This trilogy has been on my TBR for a while and I’ll be honest, it wasn’t high on my list. I’m guilty of judging a book by its cover, and this one just didn’t appeal to me. That was my mistake. I finished the first book in one day. It was that good. Something about Ashley’s story pulled me in from the very first page and I was compelled to follow and understand her journey to healing. I’ve been rooting for her the whole way.
So many wonderful things about Ashley’s story resonate with absolute authenticity. You always hear the adage, “write what you know.” Clearly, this author has had experience dealing with abuse and recovery. Her passion for the victims of such tragic experiences oozes from the page.

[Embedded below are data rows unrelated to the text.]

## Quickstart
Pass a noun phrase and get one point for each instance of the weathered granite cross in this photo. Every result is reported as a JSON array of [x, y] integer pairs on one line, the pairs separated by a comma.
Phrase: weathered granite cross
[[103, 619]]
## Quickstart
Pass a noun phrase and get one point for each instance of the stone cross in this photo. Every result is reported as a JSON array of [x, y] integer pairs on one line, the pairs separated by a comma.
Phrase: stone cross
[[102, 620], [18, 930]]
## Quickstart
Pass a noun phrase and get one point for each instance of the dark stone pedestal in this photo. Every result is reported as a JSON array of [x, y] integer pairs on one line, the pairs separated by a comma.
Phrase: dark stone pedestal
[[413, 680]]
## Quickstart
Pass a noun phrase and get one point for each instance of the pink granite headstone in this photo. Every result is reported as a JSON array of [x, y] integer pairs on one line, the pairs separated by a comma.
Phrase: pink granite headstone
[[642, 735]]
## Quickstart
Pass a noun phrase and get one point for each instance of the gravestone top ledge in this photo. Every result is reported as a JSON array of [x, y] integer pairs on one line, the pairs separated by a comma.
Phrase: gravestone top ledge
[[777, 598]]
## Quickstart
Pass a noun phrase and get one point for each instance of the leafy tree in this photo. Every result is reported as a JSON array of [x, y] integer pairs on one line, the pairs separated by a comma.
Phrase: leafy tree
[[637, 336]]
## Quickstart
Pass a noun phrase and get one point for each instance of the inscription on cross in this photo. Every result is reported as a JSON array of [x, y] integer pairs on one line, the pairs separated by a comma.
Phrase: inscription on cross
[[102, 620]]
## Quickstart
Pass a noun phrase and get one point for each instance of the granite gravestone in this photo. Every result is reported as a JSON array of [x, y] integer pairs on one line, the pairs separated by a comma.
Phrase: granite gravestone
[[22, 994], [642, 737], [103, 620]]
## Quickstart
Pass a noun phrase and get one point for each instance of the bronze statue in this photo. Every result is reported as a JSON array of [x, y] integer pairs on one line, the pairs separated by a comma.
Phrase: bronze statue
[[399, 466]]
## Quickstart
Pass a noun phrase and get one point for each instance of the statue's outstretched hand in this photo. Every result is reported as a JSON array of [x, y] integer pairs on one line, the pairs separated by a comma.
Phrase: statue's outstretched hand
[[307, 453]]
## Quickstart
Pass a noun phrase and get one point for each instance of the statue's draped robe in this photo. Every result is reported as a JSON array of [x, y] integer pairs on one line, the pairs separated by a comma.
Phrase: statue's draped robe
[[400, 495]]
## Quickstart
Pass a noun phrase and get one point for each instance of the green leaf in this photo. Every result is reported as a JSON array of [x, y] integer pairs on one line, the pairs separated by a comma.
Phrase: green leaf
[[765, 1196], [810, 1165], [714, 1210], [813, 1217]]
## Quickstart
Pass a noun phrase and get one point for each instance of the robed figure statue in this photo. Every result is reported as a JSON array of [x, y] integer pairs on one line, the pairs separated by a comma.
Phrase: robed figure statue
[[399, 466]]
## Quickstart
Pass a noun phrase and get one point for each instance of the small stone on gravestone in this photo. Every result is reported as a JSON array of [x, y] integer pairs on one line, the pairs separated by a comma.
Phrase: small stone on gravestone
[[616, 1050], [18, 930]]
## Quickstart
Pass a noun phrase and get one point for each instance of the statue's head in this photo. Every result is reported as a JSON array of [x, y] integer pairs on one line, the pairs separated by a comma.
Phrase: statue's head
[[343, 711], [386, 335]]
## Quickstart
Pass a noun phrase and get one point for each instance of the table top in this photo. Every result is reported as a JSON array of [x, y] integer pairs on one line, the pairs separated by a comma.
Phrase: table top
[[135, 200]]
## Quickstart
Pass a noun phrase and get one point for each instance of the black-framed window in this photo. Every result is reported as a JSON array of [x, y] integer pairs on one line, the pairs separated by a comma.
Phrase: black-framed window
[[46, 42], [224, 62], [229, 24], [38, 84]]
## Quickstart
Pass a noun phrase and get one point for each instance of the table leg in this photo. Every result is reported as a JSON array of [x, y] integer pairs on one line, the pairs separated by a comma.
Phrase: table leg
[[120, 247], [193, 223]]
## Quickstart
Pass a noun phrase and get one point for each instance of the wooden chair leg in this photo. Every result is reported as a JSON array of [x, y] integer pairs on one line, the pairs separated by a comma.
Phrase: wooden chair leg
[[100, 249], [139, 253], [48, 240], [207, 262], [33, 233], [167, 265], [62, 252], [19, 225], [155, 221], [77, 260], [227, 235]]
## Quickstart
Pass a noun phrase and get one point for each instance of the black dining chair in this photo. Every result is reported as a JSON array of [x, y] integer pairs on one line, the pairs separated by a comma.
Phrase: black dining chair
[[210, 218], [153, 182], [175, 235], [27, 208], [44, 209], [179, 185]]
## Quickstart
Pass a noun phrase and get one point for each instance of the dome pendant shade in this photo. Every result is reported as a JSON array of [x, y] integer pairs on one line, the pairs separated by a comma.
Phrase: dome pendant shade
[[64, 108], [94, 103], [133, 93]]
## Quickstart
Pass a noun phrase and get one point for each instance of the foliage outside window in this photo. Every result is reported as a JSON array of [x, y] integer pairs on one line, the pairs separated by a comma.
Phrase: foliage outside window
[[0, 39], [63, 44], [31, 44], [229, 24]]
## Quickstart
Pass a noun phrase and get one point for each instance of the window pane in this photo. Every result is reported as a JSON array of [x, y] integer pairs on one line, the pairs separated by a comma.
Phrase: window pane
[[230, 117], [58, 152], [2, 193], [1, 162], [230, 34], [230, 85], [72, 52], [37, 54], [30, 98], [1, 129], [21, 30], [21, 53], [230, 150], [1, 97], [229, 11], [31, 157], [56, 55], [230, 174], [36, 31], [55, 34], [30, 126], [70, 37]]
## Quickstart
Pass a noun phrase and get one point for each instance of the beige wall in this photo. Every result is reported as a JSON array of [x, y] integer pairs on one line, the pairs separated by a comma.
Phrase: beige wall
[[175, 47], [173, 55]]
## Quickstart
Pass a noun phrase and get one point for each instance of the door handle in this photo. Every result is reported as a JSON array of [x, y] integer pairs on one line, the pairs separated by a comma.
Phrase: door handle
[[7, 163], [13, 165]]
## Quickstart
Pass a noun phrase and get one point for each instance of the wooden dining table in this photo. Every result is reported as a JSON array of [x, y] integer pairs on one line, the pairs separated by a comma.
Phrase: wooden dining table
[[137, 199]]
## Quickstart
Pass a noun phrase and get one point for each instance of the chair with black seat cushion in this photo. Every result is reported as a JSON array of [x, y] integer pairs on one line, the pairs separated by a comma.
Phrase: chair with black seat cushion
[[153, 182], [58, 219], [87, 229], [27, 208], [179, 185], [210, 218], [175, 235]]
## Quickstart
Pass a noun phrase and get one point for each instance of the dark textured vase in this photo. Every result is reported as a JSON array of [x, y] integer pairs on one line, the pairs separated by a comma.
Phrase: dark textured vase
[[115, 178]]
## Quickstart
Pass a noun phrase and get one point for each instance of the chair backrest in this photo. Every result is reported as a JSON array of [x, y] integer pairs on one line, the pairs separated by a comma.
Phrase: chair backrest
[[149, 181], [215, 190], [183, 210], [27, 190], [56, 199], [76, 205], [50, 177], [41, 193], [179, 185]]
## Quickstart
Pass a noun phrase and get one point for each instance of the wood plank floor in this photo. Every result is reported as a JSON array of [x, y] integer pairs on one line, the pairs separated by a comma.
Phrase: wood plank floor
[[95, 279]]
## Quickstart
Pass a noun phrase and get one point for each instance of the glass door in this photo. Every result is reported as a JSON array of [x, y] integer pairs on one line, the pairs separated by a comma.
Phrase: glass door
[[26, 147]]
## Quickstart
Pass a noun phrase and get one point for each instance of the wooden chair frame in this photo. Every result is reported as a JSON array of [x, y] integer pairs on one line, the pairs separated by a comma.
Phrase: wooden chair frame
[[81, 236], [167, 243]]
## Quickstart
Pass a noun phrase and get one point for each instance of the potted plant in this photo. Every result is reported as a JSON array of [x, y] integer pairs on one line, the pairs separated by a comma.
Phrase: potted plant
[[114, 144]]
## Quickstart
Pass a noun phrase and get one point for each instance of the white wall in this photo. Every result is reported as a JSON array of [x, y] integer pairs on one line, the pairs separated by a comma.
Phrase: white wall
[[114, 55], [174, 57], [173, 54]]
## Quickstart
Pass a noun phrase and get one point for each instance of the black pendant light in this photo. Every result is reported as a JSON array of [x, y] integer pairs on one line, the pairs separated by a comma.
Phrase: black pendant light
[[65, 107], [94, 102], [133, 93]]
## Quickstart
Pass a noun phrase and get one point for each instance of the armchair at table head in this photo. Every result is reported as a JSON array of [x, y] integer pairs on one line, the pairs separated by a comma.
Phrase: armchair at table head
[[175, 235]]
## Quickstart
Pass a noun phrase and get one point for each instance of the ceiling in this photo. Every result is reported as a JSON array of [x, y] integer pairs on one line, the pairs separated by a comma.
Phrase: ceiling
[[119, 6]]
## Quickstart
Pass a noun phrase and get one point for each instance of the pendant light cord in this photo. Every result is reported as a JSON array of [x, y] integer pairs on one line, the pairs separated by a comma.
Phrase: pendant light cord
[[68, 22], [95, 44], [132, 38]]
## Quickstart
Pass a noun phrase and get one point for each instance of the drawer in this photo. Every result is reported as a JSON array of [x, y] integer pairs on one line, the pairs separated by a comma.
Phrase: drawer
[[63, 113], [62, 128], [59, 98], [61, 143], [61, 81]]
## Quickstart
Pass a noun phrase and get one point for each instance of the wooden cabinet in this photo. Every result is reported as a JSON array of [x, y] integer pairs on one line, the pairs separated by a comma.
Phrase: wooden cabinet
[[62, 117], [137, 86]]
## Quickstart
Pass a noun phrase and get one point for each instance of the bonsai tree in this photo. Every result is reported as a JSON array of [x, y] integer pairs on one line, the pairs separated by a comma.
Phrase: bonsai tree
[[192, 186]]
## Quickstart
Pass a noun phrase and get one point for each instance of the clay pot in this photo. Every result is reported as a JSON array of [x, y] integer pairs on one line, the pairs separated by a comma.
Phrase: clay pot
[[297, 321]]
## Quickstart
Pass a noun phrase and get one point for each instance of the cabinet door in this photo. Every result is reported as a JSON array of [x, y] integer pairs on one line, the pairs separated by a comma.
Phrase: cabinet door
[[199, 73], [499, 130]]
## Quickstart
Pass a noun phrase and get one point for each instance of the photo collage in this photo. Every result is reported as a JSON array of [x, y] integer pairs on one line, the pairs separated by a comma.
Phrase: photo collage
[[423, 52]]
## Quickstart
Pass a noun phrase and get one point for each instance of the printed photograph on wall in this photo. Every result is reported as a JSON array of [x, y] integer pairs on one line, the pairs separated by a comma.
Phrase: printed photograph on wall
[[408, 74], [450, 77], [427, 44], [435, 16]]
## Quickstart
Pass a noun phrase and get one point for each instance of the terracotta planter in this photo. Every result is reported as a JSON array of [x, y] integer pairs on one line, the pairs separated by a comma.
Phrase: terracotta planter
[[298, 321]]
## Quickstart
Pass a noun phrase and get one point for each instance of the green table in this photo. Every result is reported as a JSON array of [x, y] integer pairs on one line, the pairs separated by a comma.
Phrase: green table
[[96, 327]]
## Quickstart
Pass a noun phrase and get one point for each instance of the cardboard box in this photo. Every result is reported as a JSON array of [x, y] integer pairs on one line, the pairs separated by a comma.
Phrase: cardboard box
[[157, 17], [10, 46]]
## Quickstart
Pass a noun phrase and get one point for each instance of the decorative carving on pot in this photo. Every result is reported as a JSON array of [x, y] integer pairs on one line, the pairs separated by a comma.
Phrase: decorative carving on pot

However, some of the sub-plots explored just don't have that same level of authenticity as Ashley’s personal story. I appreciate the author’s attempt to address other social issues such as racism and equality—and it is done well—but it pales in comparison to the central story of Ashley’s journey. I found myself wishing the author would stay focused on Ashley. Specifically, the racial issues addressed come across as the stereotypical struggles one would think of happening in the southern United States during the Civil Rights movement fifty years ago, and not the more contemporary issues going on in the US today. The differences between the two paths of the story just don’t mesh quite as well as they could have.
Despite the minor issues mentioned, I still couldn’t put it down. Courage in Patience took me by surprise and I am eager to continue with Ashley’s struggle in book two, Hope in Patience.
This story is a must read for any young reader. The message of hope and perseverance in the face of an unimaginable hell will inspire all ages. Whether the reader is a victim of abuse or knows someone who is a victim, Courage in Patience will speak to them and show them that everyone is going through something and no one is alone.